The beginning of one of my reoccurring fantasies

It’s late in the evening, and I’m walking with two of my lovers as the light, balmy breeze blows my hair. I look up and feel deeply connected to the moon and breathe it into my being. As we walk, I give one of my lovers a gentle hug, and then I lean sweetly into the other with an affectionate nudge. They tell me how gorgeous I look and how sexy I am in my flowy dress that cuts up my leg perfectly and makes me look like a true Goddess. Then my one lover stops and caresses the side of my face and leans over to plant a soft kiss on my lips as he puts his hands on my waist. My other lover comes up behind me and begins kissing my neck and then reaches around to tease my breasts through my dress. I lean back into the tender kisses and hear soft whispers in my ear, “Do you trust me?” I quickly nod my acknowledgment, but a shutter of nervous anticipation enters my stomach as a blindfold is quickly thrust over my eyes and securely fastened. My lovers take my hands and lead me forward as they tease with questions and scenarios they could be leading me too. We become silent except for the directions to ensure my safety and the quick pounding of my own heart up against my chest as I wonder what is about to happen. I hear a door opening and the deadly silence of an empty room. I receive soft kisses and feel teasing fingers slide my dress from my body. My soft lovers suddenly become more forceful as I am pushed onto my knees, and a cock is thrust into my mouth. My hair is grasped tightly by the lover behind me. I am egged on by the moans and demands that are escaping my lover’s lips as the other lover talks to me in sexy, low tones. Then I am lifted from my knees and shoved on a bed as my lovers simultaneously tie my wrists above my head…

Let’s just say I get exquisitely ravaged after that in a million different ways!

That is the beginning of one of my reoccurring fantasies.

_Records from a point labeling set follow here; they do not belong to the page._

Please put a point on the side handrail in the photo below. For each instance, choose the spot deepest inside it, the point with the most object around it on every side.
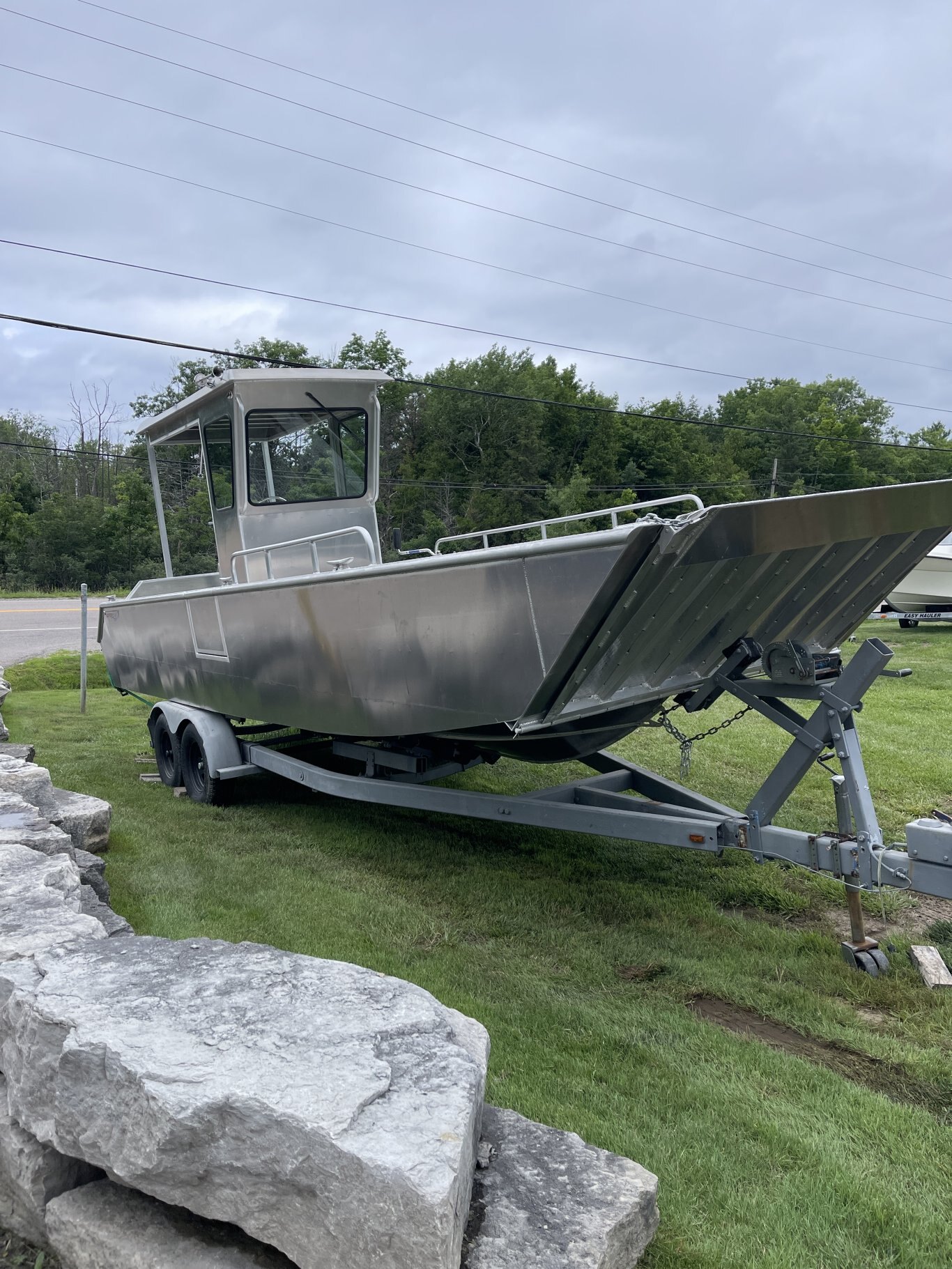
(312, 539)
(615, 512)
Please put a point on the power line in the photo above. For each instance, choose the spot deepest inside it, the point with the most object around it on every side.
(375, 312)
(475, 162)
(466, 259)
(470, 202)
(509, 141)
(236, 354)
(420, 321)
(114, 457)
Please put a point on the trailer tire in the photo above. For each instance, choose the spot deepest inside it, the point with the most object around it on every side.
(201, 785)
(168, 755)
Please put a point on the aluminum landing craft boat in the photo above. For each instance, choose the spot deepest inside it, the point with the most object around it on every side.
(544, 649)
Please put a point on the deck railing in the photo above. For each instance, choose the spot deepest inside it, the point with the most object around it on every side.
(544, 525)
(301, 542)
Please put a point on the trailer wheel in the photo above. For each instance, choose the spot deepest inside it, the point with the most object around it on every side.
(168, 759)
(202, 787)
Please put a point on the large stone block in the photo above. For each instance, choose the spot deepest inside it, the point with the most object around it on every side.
(86, 819)
(22, 824)
(31, 1176)
(29, 782)
(40, 904)
(107, 1226)
(329, 1111)
(548, 1201)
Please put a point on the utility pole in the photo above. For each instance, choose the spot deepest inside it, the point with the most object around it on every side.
(83, 647)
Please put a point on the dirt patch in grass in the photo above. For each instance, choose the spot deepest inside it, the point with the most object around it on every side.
(640, 972)
(805, 921)
(890, 1079)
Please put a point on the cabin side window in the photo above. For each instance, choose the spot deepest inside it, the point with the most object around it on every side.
(221, 470)
(306, 456)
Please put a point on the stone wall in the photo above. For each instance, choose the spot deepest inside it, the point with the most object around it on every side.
(211, 1105)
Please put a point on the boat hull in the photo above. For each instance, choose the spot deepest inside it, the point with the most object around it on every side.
(547, 649)
(928, 588)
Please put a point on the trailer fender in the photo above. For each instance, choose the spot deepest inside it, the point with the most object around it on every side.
(221, 746)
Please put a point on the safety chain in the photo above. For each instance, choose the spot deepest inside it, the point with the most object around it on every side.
(687, 743)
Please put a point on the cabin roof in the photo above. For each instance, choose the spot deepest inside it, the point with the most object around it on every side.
(179, 424)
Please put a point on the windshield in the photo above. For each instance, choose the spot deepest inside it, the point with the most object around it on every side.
(306, 456)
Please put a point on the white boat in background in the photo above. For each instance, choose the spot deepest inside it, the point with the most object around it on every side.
(927, 590)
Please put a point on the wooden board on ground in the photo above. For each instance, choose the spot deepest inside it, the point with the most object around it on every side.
(930, 966)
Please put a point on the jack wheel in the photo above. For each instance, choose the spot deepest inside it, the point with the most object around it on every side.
(168, 759)
(873, 962)
(202, 787)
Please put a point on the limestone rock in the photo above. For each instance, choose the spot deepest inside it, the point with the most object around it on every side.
(547, 1201)
(40, 904)
(85, 819)
(329, 1111)
(27, 753)
(31, 1176)
(92, 905)
(103, 1225)
(29, 782)
(22, 824)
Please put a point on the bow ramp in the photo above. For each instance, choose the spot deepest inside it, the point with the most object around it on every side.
(678, 599)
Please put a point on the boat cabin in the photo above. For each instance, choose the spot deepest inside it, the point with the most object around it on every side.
(292, 463)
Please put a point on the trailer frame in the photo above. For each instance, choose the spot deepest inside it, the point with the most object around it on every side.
(624, 800)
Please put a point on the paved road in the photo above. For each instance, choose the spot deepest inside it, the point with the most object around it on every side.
(35, 627)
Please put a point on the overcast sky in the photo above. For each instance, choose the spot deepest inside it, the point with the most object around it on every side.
(829, 120)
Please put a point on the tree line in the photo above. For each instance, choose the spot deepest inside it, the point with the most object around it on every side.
(451, 461)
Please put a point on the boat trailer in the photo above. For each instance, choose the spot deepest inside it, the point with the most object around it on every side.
(201, 749)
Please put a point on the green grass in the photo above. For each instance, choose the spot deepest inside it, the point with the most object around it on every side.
(763, 1158)
(57, 594)
(57, 673)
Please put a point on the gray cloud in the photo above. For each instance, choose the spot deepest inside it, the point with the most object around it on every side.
(827, 120)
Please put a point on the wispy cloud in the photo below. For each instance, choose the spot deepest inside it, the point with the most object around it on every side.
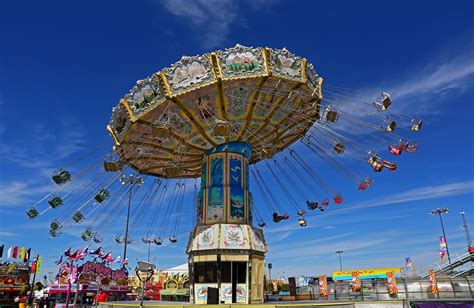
(417, 194)
(211, 20)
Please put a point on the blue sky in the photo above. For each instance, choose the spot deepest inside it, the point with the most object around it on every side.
(65, 64)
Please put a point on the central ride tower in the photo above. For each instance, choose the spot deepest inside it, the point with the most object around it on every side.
(226, 253)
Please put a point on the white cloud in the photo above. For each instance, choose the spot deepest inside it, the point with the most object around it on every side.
(417, 194)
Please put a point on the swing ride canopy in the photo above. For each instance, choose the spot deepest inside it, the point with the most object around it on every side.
(266, 97)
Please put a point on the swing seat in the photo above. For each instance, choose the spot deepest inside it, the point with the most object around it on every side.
(338, 199)
(162, 130)
(339, 147)
(32, 213)
(389, 125)
(382, 102)
(88, 232)
(61, 176)
(103, 195)
(55, 202)
(97, 238)
(78, 217)
(312, 205)
(54, 233)
(113, 166)
(395, 149)
(222, 128)
(55, 225)
(330, 115)
(85, 237)
(416, 125)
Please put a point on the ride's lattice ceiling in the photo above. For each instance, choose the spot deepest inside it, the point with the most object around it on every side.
(267, 97)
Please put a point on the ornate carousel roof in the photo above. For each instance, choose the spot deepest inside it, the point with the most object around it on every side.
(266, 97)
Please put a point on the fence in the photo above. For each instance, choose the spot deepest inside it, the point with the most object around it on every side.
(408, 289)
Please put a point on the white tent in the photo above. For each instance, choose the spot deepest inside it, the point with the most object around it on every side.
(180, 269)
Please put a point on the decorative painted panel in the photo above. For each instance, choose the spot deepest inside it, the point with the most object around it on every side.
(120, 121)
(207, 237)
(145, 95)
(237, 204)
(215, 205)
(241, 61)
(286, 64)
(189, 73)
(233, 237)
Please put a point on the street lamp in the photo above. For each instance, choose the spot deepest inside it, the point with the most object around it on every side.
(147, 268)
(466, 230)
(270, 266)
(339, 252)
(132, 181)
(440, 212)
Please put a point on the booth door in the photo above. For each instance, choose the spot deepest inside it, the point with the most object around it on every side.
(235, 273)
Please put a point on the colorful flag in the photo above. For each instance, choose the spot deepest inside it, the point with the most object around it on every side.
(38, 265)
(323, 286)
(27, 255)
(33, 265)
(409, 265)
(355, 282)
(442, 248)
(442, 242)
(60, 260)
(85, 251)
(433, 283)
(22, 253)
(392, 283)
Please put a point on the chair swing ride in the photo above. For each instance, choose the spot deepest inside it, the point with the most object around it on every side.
(226, 117)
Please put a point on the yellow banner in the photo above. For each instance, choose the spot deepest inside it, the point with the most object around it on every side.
(366, 273)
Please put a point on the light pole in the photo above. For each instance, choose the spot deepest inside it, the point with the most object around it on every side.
(339, 252)
(270, 266)
(466, 230)
(132, 180)
(440, 212)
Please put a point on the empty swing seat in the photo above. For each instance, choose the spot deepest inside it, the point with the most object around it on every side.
(416, 125)
(113, 166)
(382, 102)
(339, 147)
(389, 124)
(78, 217)
(32, 213)
(222, 128)
(54, 233)
(61, 176)
(302, 222)
(162, 130)
(103, 195)
(55, 225)
(55, 202)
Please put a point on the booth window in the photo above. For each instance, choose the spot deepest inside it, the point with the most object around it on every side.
(205, 272)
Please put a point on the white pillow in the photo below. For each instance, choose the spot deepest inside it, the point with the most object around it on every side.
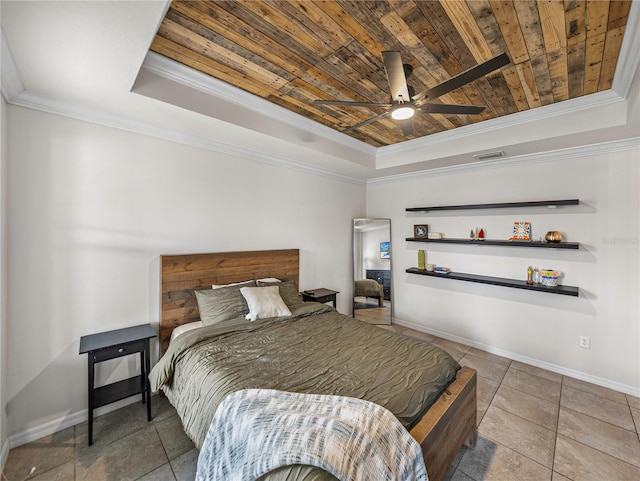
(264, 302)
(269, 279)
(218, 286)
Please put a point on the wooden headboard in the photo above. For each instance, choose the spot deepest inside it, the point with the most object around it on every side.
(181, 275)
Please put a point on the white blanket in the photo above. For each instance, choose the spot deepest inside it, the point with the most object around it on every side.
(255, 431)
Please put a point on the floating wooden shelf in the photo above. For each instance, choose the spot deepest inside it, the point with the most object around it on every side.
(498, 242)
(539, 203)
(499, 281)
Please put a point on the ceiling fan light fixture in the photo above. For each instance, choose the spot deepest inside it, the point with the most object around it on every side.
(402, 112)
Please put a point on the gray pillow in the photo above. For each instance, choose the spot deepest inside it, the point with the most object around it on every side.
(222, 303)
(288, 291)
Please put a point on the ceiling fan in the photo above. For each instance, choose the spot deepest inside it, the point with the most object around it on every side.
(405, 103)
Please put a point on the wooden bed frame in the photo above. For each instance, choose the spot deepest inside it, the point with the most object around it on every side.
(448, 424)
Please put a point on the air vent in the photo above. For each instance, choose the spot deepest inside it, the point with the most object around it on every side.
(489, 155)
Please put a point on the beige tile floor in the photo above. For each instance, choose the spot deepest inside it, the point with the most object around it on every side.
(533, 425)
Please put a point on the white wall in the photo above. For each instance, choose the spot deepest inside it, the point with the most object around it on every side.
(4, 447)
(90, 210)
(534, 327)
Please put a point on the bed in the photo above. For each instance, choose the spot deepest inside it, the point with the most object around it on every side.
(369, 288)
(449, 422)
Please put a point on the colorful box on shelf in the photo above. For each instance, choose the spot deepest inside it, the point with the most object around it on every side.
(549, 278)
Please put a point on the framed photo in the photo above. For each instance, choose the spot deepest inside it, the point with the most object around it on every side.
(420, 230)
(521, 231)
(385, 250)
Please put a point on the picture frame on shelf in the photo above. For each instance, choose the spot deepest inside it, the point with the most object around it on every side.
(421, 230)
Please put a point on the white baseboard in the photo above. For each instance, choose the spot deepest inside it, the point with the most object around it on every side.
(51, 427)
(616, 386)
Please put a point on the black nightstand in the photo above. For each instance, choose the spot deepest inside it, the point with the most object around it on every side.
(111, 345)
(321, 295)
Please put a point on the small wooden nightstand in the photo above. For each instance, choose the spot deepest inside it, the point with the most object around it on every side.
(111, 345)
(321, 295)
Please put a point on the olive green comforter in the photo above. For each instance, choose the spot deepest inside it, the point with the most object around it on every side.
(316, 350)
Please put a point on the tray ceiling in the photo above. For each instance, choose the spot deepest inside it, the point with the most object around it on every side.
(294, 52)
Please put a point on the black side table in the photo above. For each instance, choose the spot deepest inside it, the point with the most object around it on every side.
(321, 295)
(111, 345)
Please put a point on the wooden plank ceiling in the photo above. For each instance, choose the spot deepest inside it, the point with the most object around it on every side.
(294, 52)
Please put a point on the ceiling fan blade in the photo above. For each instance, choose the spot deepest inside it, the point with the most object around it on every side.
(452, 109)
(395, 76)
(406, 126)
(350, 104)
(366, 122)
(465, 77)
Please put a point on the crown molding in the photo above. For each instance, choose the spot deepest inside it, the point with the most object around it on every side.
(527, 159)
(184, 75)
(541, 114)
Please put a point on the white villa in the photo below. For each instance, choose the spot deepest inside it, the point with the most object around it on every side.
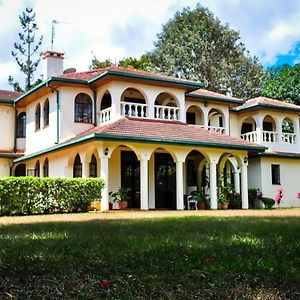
(161, 136)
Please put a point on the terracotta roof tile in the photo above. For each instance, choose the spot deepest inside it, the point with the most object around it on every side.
(164, 130)
(9, 95)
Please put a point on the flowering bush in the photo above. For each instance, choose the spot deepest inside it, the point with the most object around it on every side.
(279, 195)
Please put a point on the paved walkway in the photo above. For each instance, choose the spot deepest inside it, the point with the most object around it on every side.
(135, 214)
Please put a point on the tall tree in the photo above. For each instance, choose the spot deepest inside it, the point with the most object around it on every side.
(26, 48)
(196, 46)
(283, 83)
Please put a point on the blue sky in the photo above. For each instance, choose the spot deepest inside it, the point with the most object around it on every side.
(115, 29)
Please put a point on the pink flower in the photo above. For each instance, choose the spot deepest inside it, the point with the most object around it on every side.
(104, 283)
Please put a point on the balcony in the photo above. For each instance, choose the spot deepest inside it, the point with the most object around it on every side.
(274, 140)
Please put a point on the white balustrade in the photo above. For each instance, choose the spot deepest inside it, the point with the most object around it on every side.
(166, 112)
(270, 136)
(131, 109)
(289, 138)
(105, 115)
(250, 136)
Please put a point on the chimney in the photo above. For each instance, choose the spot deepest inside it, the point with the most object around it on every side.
(53, 64)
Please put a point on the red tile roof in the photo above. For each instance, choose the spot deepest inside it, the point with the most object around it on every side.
(9, 95)
(88, 75)
(267, 101)
(161, 131)
(206, 93)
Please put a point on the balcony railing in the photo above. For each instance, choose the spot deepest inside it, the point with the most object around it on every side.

I will let you fill in the bits after that for yourself, but I promise you that it gets very steamy! Sometimes it’s slightly different; the people change, the exact setting changes, but it’s always arousing.

Most of us see fantasy as just an occasional fun pastime but don’t think about the importance of fantasy in our sexing and lives as a whole. I believe in mindfulness and that many of us walk around in a fog that creates an overall unhappiness. We do not recognize all the wonderful little things we are presented with each day by the universe. One research study by the University of Southern California found that we spend 1/3-1/2 of our waking hours in some form of a daydream. It’s crucial that we begin to live more in the moment and less in past and future.

That being said, it is just as crucial to take the time for fantasy because fantasy is imperative for our creativity, for manifesting our lives, for our personal development, and, more notably, for our sex lives. Fantasies are a form of self-love in that they provide pleasure and joy without the need for another, which is also an act of confidence, sexual acceptance, and empowerment.

Fantasies serve many different purposes throughout our sexual development. As young children, our fantasies looks more like dreaming about how that boy/girl will kiss us or imagining a romantic scene where we ask him/her to share a PB&J in the cafeteria, and there is that magic connection. As we get into our adolescence and hormones start raging, the fantasies usually expand into more directly sexual situations. This is when you start imaging what the “first time” will be like and the beauty of undressing your boyfriend/girlfriend for the first time. It brings a thrill that usually leads to more self-exploration. Our fantasies continue on as we age and will often include different elements that are important at that time of a person’s life. For example, when I was a teenager, I would fantasize and really focus on bringing kissing into the fantasy. Now, kissing comes into play, but there are other aspects I find enjoyable to create in my fantasy such as a certain level of sex talk or eye connection. From a psychological perspective, we often have themes in our fantasies that can give us huge clues into what areas we need to expand and where our boundaries lie.